Film yang menghadirkan eksplorasi cerita sains dan teknologi dalam perfilman nasional akan memperkaya industri ekonomi kreatif, khususnya subsektor film.
“Film ini menunjukkan keberanian sineas Indonesia untuk mengeksplorasi genre fiksi ilmiah yang selama ini masih relatif jarang digarap dalam perfilman nasional. Selain itu, penggunaan teknologi Extended Reality berbasis Unreal Engine dalam proses produksinya juga menunjukkan bahwa industri film Indonesia mampu mengadopsi inovasi teknologi kelas dunia,” ujar Deputi Bidang Kreativitas Media Kementerian Ekraf, Agustini Rahayu, dalam kegiatan intimate screening bersama insan perfilman di Plaza Senayan XXI, Jakarta.
Dilansir laman Kementerian Ekraf, Agustini menilai Pelangi di Mars mencerminkan perkembangan positif subsektor film yang mulai menghadirkan ragam genre sekaligus memanfaatkan teknologi produksi yang semakin maju.
Ia menambahkan, Kementerian Ekraf terus mendorong penguatan ekosistem industri film nasional melalui berbagai langkah strategis, termasuk membuka ruang kolaborasi yang lebih luas bagi para pelaku industri kreatif.
“Kami berharap film ini dapat menginspirasi lebih banyak sineas Indonesia untuk terus bereksperimen dengan teknologi baru dan menghadirkan cerita yang relevan bagi masyarakat. Industri film merupakan bagian penting dari ekonomi kreatif yang kita dorong sebagai the new engine of growth bagi perekonomian nasional,” ujar Agustini.

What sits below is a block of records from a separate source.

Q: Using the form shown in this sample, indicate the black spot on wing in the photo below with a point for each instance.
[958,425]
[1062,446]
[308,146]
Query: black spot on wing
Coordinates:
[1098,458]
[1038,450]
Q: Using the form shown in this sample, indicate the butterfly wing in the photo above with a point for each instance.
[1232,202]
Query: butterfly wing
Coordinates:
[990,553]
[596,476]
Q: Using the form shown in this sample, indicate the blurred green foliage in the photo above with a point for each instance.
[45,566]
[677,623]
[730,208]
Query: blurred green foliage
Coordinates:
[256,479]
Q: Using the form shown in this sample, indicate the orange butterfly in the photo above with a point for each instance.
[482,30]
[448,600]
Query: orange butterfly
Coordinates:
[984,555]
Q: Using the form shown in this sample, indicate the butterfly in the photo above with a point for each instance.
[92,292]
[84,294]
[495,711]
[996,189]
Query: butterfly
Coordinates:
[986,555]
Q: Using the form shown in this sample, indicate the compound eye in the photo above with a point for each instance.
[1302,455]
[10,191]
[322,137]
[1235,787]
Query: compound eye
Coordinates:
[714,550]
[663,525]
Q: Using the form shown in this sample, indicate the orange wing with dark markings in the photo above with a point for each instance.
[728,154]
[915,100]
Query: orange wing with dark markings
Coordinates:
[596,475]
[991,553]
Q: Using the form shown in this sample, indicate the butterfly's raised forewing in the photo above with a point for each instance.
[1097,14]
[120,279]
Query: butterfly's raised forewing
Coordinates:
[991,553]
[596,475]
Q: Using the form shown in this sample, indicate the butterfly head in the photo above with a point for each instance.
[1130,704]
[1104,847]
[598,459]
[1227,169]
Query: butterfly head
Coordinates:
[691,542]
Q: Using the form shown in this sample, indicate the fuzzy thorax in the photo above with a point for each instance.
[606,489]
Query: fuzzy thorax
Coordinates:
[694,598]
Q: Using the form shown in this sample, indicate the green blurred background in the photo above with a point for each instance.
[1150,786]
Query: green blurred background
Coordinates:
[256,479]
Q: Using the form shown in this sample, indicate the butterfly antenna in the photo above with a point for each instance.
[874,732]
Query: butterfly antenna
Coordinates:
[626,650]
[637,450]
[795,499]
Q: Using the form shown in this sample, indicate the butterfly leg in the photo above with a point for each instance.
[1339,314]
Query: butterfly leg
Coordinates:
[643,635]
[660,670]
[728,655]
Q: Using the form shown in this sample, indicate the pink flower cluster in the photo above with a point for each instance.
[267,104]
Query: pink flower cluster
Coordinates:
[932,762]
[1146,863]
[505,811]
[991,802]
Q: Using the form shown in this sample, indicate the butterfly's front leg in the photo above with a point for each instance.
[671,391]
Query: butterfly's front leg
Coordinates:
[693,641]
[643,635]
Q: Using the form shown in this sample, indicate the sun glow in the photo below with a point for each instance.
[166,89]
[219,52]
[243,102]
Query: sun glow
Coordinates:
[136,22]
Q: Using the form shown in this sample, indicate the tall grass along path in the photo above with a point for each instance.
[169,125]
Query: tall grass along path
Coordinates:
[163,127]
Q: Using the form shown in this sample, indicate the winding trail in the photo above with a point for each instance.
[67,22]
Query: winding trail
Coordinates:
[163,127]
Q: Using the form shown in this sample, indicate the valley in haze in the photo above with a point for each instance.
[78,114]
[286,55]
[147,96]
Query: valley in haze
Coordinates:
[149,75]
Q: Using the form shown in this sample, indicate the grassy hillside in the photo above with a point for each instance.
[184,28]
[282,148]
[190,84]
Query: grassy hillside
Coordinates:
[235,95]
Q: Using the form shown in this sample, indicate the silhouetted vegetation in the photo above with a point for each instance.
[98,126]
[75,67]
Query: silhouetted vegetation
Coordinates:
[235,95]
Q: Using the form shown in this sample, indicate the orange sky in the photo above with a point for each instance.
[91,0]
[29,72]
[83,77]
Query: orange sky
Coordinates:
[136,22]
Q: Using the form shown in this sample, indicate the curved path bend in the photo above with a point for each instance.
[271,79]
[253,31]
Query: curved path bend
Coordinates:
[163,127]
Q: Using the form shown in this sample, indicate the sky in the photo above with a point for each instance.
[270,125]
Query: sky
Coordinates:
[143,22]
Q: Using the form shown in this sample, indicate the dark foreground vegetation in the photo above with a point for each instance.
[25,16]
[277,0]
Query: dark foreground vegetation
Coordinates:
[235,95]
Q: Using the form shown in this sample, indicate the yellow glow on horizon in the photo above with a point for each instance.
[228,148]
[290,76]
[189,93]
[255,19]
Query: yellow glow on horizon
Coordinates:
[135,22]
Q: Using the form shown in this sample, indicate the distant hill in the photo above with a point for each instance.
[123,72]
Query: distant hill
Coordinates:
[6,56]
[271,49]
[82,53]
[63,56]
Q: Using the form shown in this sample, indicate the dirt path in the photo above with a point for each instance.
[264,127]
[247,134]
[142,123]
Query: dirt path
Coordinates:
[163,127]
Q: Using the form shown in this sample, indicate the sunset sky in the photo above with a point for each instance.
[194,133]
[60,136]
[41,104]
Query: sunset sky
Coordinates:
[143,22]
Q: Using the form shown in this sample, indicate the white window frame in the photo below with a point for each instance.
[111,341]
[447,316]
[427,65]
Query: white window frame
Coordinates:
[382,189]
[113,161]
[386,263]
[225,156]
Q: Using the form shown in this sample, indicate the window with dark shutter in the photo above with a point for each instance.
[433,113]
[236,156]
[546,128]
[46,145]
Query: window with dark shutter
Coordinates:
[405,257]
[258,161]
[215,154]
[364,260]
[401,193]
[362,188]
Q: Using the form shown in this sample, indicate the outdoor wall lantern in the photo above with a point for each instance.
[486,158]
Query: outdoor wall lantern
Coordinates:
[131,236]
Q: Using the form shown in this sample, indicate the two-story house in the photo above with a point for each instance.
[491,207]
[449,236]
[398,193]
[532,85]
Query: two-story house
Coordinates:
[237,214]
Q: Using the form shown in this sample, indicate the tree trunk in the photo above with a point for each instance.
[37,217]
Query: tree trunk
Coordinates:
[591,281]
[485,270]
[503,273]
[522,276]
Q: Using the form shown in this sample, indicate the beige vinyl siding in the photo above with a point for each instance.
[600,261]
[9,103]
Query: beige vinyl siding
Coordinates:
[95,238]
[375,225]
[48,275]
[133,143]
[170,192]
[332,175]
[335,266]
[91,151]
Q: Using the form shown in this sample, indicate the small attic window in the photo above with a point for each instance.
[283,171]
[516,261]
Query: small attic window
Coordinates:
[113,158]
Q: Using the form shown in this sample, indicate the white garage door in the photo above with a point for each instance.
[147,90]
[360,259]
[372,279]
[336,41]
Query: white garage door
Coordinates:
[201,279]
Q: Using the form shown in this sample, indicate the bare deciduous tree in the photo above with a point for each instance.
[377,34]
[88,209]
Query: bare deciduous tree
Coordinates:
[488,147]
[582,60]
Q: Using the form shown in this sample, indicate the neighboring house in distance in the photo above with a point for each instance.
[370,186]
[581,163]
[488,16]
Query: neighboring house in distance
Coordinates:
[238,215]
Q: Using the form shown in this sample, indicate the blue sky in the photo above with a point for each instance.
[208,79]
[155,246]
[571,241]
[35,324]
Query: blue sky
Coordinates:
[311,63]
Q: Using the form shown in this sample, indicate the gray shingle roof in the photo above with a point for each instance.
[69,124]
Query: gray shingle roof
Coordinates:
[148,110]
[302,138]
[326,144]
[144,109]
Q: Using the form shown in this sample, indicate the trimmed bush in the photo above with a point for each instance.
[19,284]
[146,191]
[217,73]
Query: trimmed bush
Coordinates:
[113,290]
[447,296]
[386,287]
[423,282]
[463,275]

Menurutnya, kehadiran film keluarga juga memiliki peran penting dalam menghadirkan pilihan hiburan yang dapat dinikmati lintas generasi di tengah meningkatnya aktivitas masyarakat selama Ramadan hingga Lebaran.
“Momentum Ramadan dan Lebaran menjadi waktu yang penting bagi masyarakat untuk menikmati hiburan berkualitas bersama keluarga. Film keluarga seperti Pelangi di Mars dapat menjadi pilihan tontonan yang tidak hanya menghibur, tetapi juga menghadirkan pesan tentang ilmu pengetahuan, keberanian bermimpi, serta kepedulian terhadap masa depan Bumi,” kata Agustini.